Solar perovskite manufacturing on a roll
- High-performance perovskite solar cells are used a manufacturing-friendly liquid-based process suitable for roll to roll production.
Advanced ink solutions could be the secret to transforming perovskite solar cells (PSCs) from heroes of academic laboratories into commercially effective items. Scientists at KAUST have created a perovskite ink custom-made for a mass manufacturing process called slot-die finish, generating PSCs that captured solar power with high effectiveness. The ink can additionally be coated onto silicon to create perovskite/silicon tandem solar cells that record even more of the sun's energy.
" PSCs have shown a lot of assurance in lab-scale work over the past decade," claims Anand Subbiah, a postdoc in Stefaan De Wolf's laboratory. "As an area, we require to begin taking a look at the security and scalability of PSC modern technology," he claims.
PSCs made in study laboratories are commonly made by spin-coating, which is inadequate to mass manufacture. Slot-die coating, in contrast, is a production strategy made use of industrially for nearly 70 years. "The process entails continually and also exactly forcing an ink with a slim slit that is crossed the substratum to create a constant film," Subbiah says. "This high-throughput method would enable roll-to-roll construction, similar to publishing papers."
To generate high-efficiency slot-die layered PSCs, the team faced numerous difficulties. A few of the best-performing spin-coated PSCs incorporate the perovskite with a poly( triarylamine) (PTAA) transportation layer, yet PTAA is hydrophobic and also extremely repellent to fluid perovskite ink. Including a surfactant to the ink formula conquered the repellence, causing much better high quality user interface as well as films and also much better device efficiency, Subbiah states.
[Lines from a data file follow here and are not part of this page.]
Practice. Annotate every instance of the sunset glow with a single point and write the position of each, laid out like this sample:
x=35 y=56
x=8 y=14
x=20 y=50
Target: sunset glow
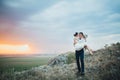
x=14 y=49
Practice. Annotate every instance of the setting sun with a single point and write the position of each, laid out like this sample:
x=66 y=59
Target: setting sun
x=14 y=49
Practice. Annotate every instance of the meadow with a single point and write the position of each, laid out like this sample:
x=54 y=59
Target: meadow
x=14 y=64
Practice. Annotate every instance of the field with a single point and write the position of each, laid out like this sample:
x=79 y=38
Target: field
x=13 y=64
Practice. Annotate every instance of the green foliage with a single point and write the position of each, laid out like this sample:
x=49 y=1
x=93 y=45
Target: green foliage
x=71 y=57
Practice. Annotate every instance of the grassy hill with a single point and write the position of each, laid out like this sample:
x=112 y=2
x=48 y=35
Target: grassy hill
x=103 y=65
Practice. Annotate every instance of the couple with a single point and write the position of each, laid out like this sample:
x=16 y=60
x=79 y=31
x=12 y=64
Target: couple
x=80 y=45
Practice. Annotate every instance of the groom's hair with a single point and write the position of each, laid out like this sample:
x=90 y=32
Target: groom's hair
x=82 y=34
x=76 y=33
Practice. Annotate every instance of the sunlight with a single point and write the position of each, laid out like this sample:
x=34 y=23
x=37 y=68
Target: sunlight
x=14 y=49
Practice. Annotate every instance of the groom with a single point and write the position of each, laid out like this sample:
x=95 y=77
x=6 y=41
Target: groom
x=79 y=54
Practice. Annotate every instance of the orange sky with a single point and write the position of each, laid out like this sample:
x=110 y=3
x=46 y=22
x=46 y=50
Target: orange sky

The group additionally switched the ink to a lower-boiling solvent, decreasing ink drying time without the requirement for more processing actions.
Generally, the group's maximized slot-die layered PSCs captured solar power with approximately 21.8 percent performance, a significant renovation over the 18.3 percent formerly taped for PSCs made by doing this.
Much more significantly, from a business perspective, was that the ink might readily be covered onto textured silicon to produce a perovskite/silicon tandem solar cell, Subbiah claims. "We were also able to make the really first slot-die covered silicon-perovskite monolithic tandem solar cell, recording a 23.8 percent effectiveness," he claims.
" The advancement of scalable deposition techniques for perovskite solar cells is important to bring this modern technology from the study labs to the market," De Wolf claims. "Our following steps are making large-area devices and components using our industrialized modern technology and evaluating their stability in the lab and the outdoors, while remaining to improve efficiency."